The Skyfall event, like similar undetected flybys before it, was never a deflection scenario. It was a miss. The deeper question it raises is how many future objects in the same class are already on their way, unknown to every telescope currently pointed at the sky.
What NEO Surveyor Is Supposed to Fix

Near-Earth Object Surveyor is the first space telescope specifically designed to detect asteroids and comets that may be potential hazards to Earth, building on the success of NASA’s NEOWISE space telescope. It represents a genuine upgrade in humanity’s planetary watch capability, and it’s been a long time coming.
As it scans the solar system, NEO Surveyor’s sensitive infrared detectors will track the most elusive near-Earth objects. Dark asteroids and comets don’t reflect much visible light, but they will glow in the infrared spectrum as they’re heated by sunlight. In addition, NEO Surveyor will be able to find asteroids that approach Earth from the direction of the Sun.
Work on the mission is progressing toward a targeted late 2027 launch. A major component, the spacecraft’s instrument enclosure, completed environmental testing at NASA’s Johnson Space Center and returned to the Jet Propulsion Laboratory in early 2026. After launch, NEO Surveyor will carry out a five-year baseline survey to find at least two-thirds of the near-Earth objects larger than 140 meters, the objects large enough to cause major regional damage in the event of an Earth impact.
The Quiet Lesson of Project Skyfall

The Skyfall asteroid did not hurt anyone.
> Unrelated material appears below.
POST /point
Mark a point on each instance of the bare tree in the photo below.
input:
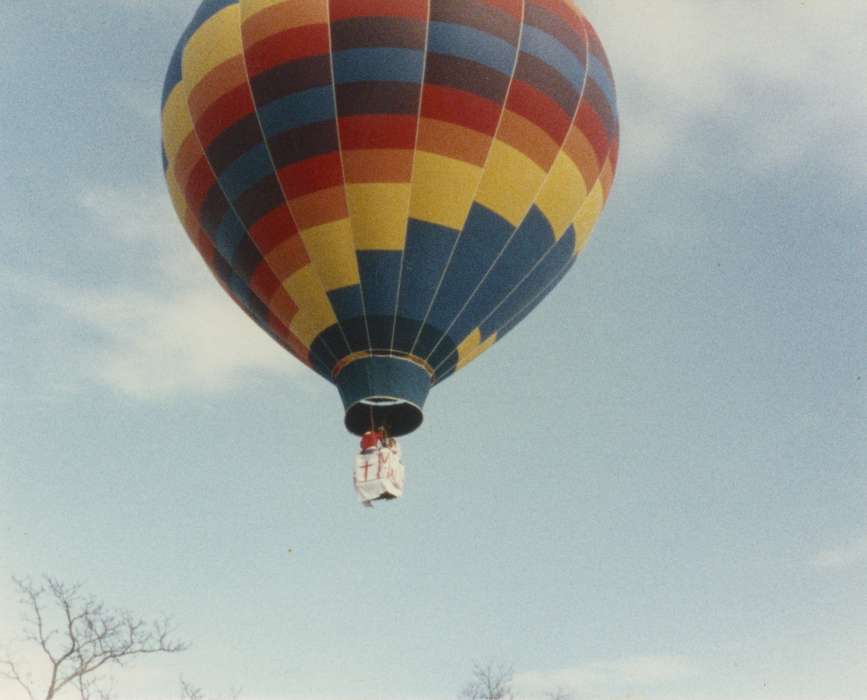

It did not even come close to doing so. It passed through a region of space that happens to be defined by the orbit of our Moon, left no trace, and continued on its way. Most people on Earth had no idea it happened.
That unawareness is actually the most instructive part of the whole story. Earth is bombarded by tiny space rocks every day, most of which burn up in the atmosphere. Larger objects, like the one that exploded over Chelyabinsk, Russia in 2013, can damage buildings and cause injuries. The spectrum of risk runs from the trivial to the catastrophic, and the harder objects to detect tend to sit uncomfortably in the middle of it.
One of the most promising developments in asteroid detection is the use of space-based observatories. Unlike ground-based telescopes, which are affected by weather, atmospheric distortion, and the day-night cycle, space-based systems can provide continuous coverage of large areas of the sky. That shift, from ground-based reactive observation to space-based continuous monitoring, is exactly what the next decade of planetary defense hinges on.
The story of Project Skyfall isn’t really about the asteroid. It’s about the gap between what we know and what we don’t, and the quiet, ongoing work to close that gap before something we missed decides to stop missing us.